Um novo estudo no New England Journal of Medicine sobre o tratamento de infecções cutâneas compara o tratamento com trimetoprim sulfametoxazol (TMP-SMX, Bactrim ou Septra) ou clindamicina. Surpreendentemente, ambos funcionaram igualmente bem neste estudo com 524 pacientes, curando cerca de 89% dos pacientes ambulatoriais com celulite e abscessos sem complicações nas infecções cutâneas, por isso os autores parecem incentivar o uso de um desses medicamentos porque eles são melhores no tratamento de MRSA do que os antibióticos atualmente recomendados.
Pensei que isso fosse uma idéia ruim – ele alimenta o uso crescente de antibióticos de espectro mais amplo com mais efeitos colaterais, em um momento em que o desenvolvimento de antibióticos está definhando. Também encoraja o tipo de resposta “just in case”, em vez de os prescritores pensarem realmente no tipo de infecção bacteriana que o paciente pode ter. Os autores também usaram um curso de tratamento de 10 dias, quando recomendações de especialistas estão encorajando o tratamento de 5-7 dias para tentar reduzir os riscos para os pacientes.
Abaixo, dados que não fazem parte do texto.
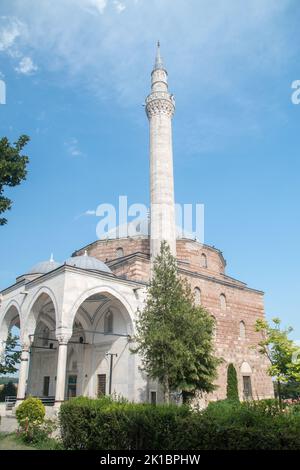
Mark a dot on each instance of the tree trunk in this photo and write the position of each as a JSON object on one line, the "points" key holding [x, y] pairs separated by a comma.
{"points": [[279, 394]]}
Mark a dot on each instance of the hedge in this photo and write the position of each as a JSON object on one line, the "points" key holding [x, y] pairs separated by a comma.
{"points": [[103, 424]]}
Infecções da pele são um enorme problema. Elas resultaram em 14,2 milhões de consultas ambulatoriais em 2005 (o último ano para o qual há estatísticas disponíveis), e 850.000 internações hospitalares, segundo o artigo.
Como a maioria dos casos de celulite não complicada é causada por Strep, eles ainda são melhor tratados com uma penicilina ou cefalosporina (por exemplo, Keflex) tipo de antibiótico, conhecido como beta-lactams. Estes antibióticos são muito melhores que o TMP-SMX para infecções por estreptococos. Estes medicamentos são também mais seguros do que a clindamicina, para uso generalizado. Os medicamentos clindamicina e TMP-SMX devem ser reservados para abcessos ou feridas drenantes com alta probabilidade de MRSA, não utilizados para cada infecção cutânea não complicada.
Embora este estudo acrescente informações importantes comparando duas drogas comumente utilizadas para tratar infecções cutâneas, não deve resultar em uma mudança nas recomendações atuais de tratamento antibiótico.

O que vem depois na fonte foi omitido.